I’m thankful for my friends, who will listen to me recreate my holiday adventures, good and bad, even though they surely have more interesting things to do….

And I’m thankful for butchered traditions….

I’m thankful for every stupid argument, every moment of stressful cooking, every dirty dish, every glass of cheap wine, and every fleeting glimpse of genuine holiday bliss in someone’s eye…

I hope you are having an amazing holiday. Be safe and remember that, even the most dysfunctional, unmusical, irritating moments you share with your loved ones are, most importantly, moments you share with your loved ones.

We all have a lot to be thankful for….go celebrate!

1 comment:

  1. This was a great post. I am suprised that no one has yet to comment on it. This reminded me of something my husband and I were talking about last night. We had just left after having dinner at a place we don't often eat at(Steak and Shake). We couldn't help but notice the droves of unhealthy people wearing terrible sportswear with unkempt hair and their need to continue their legacy of laziness by pumping out multiple screaming "tater tot" children which were packed in the establishment.

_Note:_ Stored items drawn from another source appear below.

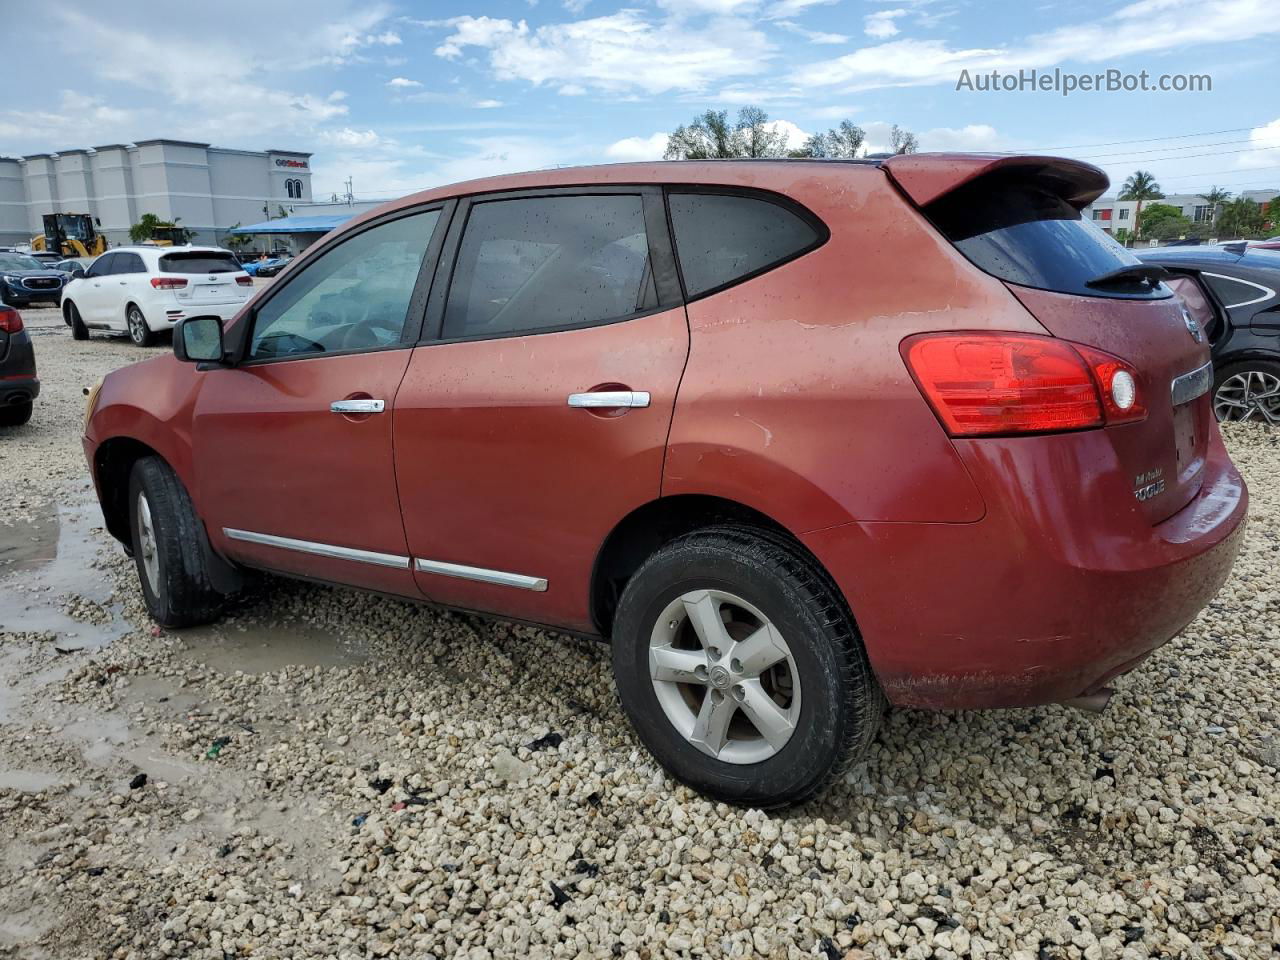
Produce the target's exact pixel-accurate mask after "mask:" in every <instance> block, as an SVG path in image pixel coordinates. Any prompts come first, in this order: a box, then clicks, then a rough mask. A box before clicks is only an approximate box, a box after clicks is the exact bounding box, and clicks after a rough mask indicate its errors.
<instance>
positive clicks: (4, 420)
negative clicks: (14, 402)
mask: <svg viewBox="0 0 1280 960" xmlns="http://www.w3.org/2000/svg"><path fill="white" fill-rule="evenodd" d="M33 406H35V404H33V403H32V402H31V401H27V402H26V403H10V404H8V406H4V407H0V426H22V425H23V424H26V422H27V421H28V420H31V411H32V407H33Z"/></svg>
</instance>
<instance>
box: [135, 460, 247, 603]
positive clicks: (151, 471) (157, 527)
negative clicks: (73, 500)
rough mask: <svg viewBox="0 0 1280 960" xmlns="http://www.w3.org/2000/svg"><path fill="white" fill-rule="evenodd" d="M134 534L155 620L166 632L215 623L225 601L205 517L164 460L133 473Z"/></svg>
mask: <svg viewBox="0 0 1280 960" xmlns="http://www.w3.org/2000/svg"><path fill="white" fill-rule="evenodd" d="M129 530H131V532H132V540H133V561H134V563H136V566H137V568H138V580H140V581H141V584H142V598H143V600H146V605H147V612H148V613H150V614H151V618H152V620H155V621H156V622H157V623H160V625H161V626H165V627H189V626H196V625H200V623H209V622H211V621H214V620H216V618H218V617H219V614H220V613H221V609H223V603H224V598H223V595H221V594H219V593H218V591H216V590H215V589H214V586H212V581H211V579H210V573H209V567H207V562H206V558H205V554H204V550H202V544H204V541H205V536H204V530H202V529H201V522H200V517H197V516H196V508H195V506H193V504H192V503H191V497H189V495H188V494H187V489H186V488H184V486H183V485H182V481H180V480H179V479H178V475H177V474H174V472H173V470H172V468H170V467H169V465H168V463H165V462H164V461H163V460H160V458H159V457H143V458H142V460H140V461H138V462H137V463H134V465H133V470H132V472H131V474H129Z"/></svg>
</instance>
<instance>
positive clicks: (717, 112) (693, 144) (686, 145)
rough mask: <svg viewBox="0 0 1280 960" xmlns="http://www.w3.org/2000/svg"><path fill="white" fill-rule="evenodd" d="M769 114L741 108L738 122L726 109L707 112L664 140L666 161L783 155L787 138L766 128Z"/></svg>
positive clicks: (699, 116) (677, 129) (720, 159)
mask: <svg viewBox="0 0 1280 960" xmlns="http://www.w3.org/2000/svg"><path fill="white" fill-rule="evenodd" d="M768 123H769V115H768V114H767V113H764V110H762V109H760V108H758V106H744V108H742V109H741V110H739V111H737V119H736V120H733V122H731V120H730V119H728V110H707V111H705V113H703V114H700V115H699V116H695V118H694V120H692V123H690V124H689V125H687V127H686V125H684V124H681V125H680V127H677V128H676V129H673V131H672V132H671V136H668V137H667V150H666V154H664V156H666V157H667V159H668V160H724V159H730V157H736V156H785V155H786V152H785V151H786V136H785V134H783V133H781V132H780V131H772V129H771V128H769V127H768Z"/></svg>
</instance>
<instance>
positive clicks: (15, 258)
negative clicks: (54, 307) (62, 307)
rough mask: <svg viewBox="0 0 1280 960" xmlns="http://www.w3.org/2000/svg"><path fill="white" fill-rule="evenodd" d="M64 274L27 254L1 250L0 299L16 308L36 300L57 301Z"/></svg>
mask: <svg viewBox="0 0 1280 960" xmlns="http://www.w3.org/2000/svg"><path fill="white" fill-rule="evenodd" d="M65 276H67V275H65V274H64V273H63V271H60V270H55V269H52V268H51V266H46V265H45V264H41V262H40V261H38V260H36V259H35V257H31V256H27V255H26V253H0V302H4V303H9V305H12V306H15V307H20V306H27V305H28V303H35V302H36V301H47V302H49V303H55V305H56V303H58V302H59V300H61V296H63V284H64V283H65V282H67V279H65Z"/></svg>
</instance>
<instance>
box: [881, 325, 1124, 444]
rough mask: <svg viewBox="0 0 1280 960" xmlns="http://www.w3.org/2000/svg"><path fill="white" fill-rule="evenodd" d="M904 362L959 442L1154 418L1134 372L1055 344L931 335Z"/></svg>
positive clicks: (1100, 425) (1057, 340) (933, 334)
mask: <svg viewBox="0 0 1280 960" xmlns="http://www.w3.org/2000/svg"><path fill="white" fill-rule="evenodd" d="M902 356H904V358H905V360H906V365H908V369H909V370H910V371H911V375H913V376H914V378H915V381H916V384H919V387H920V392H922V393H923V394H924V397H925V399H927V401H928V402H929V406H932V407H933V411H934V412H936V413H937V415H938V419H940V420H941V421H942V425H943V426H946V429H947V433H950V434H951V435H952V436H982V435H989V434H1025V433H1051V431H1057V430H1083V429H1087V428H1091V426H1102V425H1103V424H1121V422H1129V421H1133V420H1142V419H1143V417H1146V416H1147V408H1146V406H1144V403H1143V401H1142V388H1140V379H1139V376H1138V371H1137V370H1135V369H1134V367H1133V366H1132V365H1130V364H1126V362H1125V361H1123V360H1120V358H1119V357H1114V356H1111V355H1110V353H1103V352H1102V351H1097V349H1093V348H1092V347H1084V346H1082V344H1078V343H1069V342H1068V340H1060V339H1056V338H1053V337H1036V335H1027V334H1015V333H931V334H922V335H919V337H910V338H908V339H906V340H904V343H902Z"/></svg>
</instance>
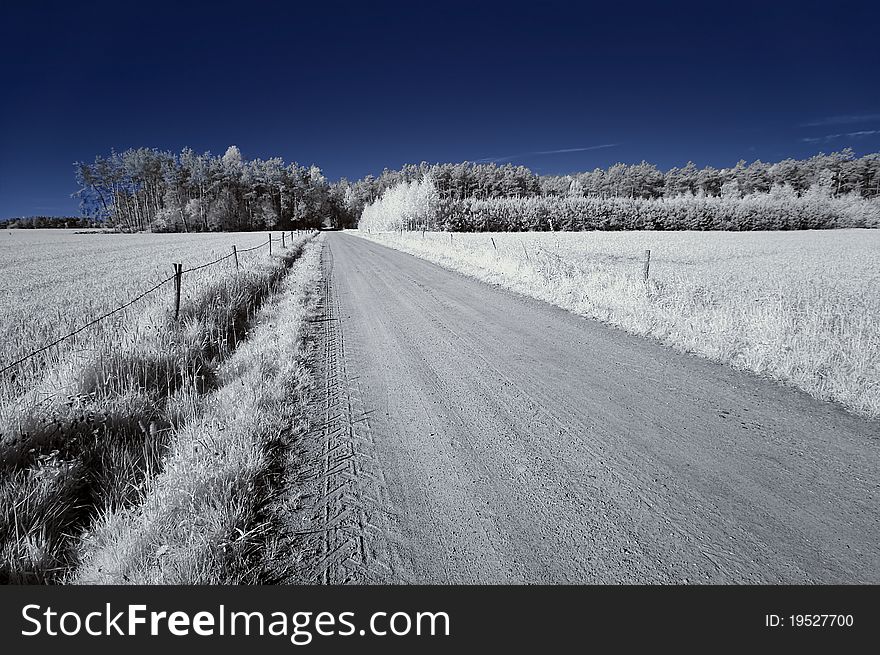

    My husband and I laughed about them and made clever little jokes in the car. He said "I understand why John Waters makes these movies about gross people and the disgusting sex that they have. Sex is disgusting when you actually think about it!" This lead us to another, more important epiphany.

    We need people like this. If they didn't exist, what would we make fun of? Who could we learn from? Life would be pretty dull. I hate these people and everything they stand for, but at the same time I love them because they color the world around me.

    Your family has its quirks and its flaws, but they do make life more interesting for you. Most importantly, they make you who you are, a wonderful, bright, fabulous person! Love it, girl!